Heist of the century: Wall Street’s role in the financial crisis
Charles Ferguson, 20 May 2012
Bernard L Madoff ran the biggest Ponzi scheme in history, operating it for 30 years and causing cash losses of $19.5bn. Shortly after the scheme collapsed and Madoff confessed in 2008, evidence began to surface that for years, major banks had suspected he was a fraud. None of them reported their suspicions to the authorities, and several banks decided to make money from him without, of course, risking any of their own funds. Theories about his fraud varied. Some thought he might have access to insider information. But quite a few thought he was running a Ponzi scheme. Goldman Sachs executives paid a visit to Madoff to see if they should recommend him to clients. A partner later recalled: “Madoff refused to let them do any due diligence on the funds and when asked about the firm’s investment strategy they couldn’t understand it. Goldman not only blacklisted Madoff in the asset management division but banned its brokerage from trading with the firm too.”

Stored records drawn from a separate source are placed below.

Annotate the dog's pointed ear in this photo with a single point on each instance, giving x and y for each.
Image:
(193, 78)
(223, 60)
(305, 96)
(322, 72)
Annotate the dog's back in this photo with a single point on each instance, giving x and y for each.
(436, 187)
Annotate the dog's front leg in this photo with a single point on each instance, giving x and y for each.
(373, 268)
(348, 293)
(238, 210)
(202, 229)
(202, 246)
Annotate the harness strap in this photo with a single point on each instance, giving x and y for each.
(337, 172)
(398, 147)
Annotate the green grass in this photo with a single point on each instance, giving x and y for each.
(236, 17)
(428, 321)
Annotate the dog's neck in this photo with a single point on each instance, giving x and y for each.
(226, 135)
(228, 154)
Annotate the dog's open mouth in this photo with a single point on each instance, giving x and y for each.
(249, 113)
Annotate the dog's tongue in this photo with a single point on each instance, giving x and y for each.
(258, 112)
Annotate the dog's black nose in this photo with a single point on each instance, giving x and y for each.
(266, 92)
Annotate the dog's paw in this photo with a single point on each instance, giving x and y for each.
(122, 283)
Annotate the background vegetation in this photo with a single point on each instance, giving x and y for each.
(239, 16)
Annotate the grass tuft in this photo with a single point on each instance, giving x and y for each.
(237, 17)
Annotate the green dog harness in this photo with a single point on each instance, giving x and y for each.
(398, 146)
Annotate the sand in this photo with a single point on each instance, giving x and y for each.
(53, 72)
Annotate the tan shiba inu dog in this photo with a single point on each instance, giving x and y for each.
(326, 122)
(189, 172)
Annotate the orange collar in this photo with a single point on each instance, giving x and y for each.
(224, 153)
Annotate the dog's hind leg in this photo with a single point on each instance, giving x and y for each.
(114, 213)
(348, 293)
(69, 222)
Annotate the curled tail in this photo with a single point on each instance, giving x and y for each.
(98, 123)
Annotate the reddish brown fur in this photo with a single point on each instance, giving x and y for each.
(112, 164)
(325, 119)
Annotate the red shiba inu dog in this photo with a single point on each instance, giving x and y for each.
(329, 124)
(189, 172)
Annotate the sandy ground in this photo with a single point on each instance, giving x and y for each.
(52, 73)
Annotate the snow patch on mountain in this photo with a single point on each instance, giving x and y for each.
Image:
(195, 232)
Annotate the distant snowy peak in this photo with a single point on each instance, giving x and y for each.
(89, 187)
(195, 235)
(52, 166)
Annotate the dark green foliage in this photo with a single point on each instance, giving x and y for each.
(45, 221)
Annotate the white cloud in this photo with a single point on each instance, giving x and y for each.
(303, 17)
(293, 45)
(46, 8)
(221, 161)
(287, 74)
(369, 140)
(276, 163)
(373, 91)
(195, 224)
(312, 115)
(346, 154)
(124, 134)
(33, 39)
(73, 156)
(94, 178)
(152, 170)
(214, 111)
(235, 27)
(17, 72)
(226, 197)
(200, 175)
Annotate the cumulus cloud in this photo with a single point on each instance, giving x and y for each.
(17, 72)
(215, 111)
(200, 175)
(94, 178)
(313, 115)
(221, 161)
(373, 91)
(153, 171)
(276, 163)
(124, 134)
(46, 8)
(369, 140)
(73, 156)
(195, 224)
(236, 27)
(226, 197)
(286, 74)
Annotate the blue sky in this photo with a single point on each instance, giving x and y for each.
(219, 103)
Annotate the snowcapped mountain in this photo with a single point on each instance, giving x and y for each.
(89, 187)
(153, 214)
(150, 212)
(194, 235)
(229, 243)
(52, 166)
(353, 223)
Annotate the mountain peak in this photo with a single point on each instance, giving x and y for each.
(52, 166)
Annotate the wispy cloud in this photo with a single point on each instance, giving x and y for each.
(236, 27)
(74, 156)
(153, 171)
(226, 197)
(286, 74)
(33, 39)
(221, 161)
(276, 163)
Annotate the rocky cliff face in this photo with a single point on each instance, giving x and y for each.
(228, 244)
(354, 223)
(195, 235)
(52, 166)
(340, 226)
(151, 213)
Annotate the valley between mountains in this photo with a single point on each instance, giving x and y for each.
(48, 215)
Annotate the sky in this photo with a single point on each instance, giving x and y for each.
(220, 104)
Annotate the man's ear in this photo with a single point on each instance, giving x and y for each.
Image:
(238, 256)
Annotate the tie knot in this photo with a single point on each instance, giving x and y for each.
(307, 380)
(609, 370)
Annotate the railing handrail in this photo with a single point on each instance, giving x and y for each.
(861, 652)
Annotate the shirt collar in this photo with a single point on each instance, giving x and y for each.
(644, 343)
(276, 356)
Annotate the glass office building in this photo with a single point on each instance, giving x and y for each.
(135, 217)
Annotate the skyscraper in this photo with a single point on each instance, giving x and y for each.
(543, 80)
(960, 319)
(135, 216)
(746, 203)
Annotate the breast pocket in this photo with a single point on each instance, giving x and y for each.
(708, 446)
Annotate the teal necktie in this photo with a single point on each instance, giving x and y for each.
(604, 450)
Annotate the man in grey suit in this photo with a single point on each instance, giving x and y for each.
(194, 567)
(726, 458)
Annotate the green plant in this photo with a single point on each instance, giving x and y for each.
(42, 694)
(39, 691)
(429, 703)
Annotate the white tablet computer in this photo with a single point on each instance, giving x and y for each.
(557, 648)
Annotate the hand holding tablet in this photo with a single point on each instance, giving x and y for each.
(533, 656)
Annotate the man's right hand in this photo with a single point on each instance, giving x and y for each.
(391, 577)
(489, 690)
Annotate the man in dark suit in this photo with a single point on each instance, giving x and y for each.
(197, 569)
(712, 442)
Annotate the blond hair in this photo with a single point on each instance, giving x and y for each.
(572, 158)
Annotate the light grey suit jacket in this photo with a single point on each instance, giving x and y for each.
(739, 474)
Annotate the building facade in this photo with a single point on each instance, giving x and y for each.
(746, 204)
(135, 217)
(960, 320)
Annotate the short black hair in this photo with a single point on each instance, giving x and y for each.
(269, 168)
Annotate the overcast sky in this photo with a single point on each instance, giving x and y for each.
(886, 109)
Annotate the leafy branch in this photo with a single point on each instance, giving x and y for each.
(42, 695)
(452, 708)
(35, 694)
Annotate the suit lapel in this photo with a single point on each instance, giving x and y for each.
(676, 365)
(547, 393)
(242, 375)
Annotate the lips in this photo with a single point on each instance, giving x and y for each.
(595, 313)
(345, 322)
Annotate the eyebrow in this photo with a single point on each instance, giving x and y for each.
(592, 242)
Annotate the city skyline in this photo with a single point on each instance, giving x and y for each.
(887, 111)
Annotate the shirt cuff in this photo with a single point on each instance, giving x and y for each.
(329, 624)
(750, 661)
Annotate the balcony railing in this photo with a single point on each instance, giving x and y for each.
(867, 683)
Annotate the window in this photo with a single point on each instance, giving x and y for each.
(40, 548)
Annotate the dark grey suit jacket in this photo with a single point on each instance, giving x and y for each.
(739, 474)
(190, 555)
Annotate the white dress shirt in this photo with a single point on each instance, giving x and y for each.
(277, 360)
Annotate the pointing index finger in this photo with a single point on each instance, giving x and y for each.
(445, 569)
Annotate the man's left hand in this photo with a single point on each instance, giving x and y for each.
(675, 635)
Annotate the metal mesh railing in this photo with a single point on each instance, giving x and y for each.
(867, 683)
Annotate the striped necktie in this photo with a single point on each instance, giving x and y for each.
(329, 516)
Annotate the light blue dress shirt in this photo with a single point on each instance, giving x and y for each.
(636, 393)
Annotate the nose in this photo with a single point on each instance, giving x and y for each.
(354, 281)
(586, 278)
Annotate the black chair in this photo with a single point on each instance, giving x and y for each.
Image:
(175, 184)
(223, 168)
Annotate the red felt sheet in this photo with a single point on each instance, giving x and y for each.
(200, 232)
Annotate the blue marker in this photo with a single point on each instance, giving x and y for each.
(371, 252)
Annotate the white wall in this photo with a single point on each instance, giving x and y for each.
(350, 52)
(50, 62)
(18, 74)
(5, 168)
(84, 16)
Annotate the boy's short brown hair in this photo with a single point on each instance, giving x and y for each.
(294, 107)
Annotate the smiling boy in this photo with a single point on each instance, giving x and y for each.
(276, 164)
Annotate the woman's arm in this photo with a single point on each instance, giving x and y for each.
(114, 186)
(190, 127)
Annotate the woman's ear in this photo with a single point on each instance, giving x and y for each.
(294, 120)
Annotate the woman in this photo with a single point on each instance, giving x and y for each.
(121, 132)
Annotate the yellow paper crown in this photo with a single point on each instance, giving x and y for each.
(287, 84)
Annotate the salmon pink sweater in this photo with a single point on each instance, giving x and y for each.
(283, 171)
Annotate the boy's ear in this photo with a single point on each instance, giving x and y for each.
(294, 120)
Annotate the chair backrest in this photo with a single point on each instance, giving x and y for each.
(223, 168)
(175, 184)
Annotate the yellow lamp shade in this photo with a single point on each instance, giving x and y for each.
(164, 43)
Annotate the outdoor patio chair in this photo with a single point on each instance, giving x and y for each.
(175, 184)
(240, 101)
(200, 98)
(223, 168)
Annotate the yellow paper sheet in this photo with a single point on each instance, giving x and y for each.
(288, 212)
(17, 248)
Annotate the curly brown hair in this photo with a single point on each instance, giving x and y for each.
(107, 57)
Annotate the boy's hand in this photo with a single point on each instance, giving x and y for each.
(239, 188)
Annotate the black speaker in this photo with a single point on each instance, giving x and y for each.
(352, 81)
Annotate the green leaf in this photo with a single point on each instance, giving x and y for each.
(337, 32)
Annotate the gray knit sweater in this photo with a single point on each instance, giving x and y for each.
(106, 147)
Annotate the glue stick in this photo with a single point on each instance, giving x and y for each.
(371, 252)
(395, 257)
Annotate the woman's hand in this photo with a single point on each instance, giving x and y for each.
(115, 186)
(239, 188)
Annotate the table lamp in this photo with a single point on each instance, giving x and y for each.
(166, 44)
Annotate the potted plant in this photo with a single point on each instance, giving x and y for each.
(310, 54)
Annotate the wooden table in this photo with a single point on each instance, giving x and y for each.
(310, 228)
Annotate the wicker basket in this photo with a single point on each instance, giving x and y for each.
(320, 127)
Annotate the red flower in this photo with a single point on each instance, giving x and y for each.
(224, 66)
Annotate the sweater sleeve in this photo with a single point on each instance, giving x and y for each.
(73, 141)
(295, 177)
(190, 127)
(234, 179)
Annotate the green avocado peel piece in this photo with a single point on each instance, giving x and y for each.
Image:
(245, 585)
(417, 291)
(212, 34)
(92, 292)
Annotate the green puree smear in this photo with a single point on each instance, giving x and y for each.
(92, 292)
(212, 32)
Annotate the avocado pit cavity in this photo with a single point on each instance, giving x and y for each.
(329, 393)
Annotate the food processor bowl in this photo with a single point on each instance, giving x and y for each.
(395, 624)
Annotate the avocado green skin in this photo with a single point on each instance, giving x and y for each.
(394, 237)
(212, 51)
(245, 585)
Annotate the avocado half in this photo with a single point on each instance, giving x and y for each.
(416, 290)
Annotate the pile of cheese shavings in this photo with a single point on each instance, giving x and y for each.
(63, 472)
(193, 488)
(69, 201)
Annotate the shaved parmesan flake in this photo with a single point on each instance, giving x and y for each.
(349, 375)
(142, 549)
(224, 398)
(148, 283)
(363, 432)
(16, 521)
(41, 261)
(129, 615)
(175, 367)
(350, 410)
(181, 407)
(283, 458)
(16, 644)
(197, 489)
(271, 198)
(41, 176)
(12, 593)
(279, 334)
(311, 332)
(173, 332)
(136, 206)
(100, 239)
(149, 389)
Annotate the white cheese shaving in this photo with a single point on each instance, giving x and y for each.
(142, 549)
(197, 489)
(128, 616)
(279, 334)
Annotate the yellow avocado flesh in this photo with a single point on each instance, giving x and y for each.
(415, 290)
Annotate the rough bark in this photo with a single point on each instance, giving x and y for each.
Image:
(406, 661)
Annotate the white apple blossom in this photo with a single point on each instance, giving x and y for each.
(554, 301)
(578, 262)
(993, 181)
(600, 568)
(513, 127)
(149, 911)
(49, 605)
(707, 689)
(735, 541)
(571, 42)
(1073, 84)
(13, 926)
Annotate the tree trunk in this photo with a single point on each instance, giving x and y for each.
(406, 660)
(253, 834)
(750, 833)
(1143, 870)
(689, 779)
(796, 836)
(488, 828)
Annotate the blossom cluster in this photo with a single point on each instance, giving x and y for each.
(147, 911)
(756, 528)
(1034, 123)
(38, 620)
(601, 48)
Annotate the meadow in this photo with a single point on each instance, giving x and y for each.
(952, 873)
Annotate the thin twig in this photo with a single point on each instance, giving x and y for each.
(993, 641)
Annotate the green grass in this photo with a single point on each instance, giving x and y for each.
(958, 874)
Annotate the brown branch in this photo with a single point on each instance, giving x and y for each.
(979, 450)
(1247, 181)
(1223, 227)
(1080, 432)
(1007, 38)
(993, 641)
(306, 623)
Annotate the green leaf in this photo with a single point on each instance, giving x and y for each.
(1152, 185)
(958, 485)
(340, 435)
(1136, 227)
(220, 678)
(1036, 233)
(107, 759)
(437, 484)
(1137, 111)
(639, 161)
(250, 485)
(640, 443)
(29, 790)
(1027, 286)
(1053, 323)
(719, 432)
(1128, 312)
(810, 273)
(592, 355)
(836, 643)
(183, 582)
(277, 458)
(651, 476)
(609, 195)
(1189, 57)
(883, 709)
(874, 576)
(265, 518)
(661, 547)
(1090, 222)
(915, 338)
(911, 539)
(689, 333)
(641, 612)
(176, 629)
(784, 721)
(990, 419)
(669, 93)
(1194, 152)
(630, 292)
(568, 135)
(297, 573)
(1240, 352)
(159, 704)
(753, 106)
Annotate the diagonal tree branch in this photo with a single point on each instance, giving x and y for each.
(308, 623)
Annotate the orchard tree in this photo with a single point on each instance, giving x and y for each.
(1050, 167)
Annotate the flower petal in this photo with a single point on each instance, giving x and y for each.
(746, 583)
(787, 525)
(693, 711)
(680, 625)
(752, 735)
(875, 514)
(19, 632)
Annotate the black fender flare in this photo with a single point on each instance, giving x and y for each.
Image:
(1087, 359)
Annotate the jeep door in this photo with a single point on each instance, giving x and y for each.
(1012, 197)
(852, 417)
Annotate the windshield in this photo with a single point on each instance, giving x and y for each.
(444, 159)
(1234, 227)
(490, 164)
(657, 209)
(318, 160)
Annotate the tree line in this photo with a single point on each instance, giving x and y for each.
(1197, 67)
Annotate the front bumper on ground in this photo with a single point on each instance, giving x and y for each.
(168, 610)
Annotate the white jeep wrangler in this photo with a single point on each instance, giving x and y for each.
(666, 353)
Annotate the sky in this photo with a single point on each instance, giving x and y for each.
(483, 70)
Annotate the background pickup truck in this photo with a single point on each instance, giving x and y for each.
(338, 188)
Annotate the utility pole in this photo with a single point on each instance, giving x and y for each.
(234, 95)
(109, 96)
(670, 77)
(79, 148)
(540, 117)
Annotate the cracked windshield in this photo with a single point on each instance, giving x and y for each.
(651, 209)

UBS headquarters forbade investing any bank or client money in Madoff accounts, but created or worked with several Madoff feeder funds. A memo to one of these in 2005 contained the following, in large boldface type: “Not to do: ever enter into a direct contact with Bernard Madoff!!!”
JPMorgan Chase had more evidence, because it served as Madoff’s primary banker for more than 20 years. The lawsuit filed by the Madoff bankruptcy trustee against JPMorgan Chase makes astonishing reading. More than a dozen senior JPMorgan Chase bankers discussed a long list of suspicions.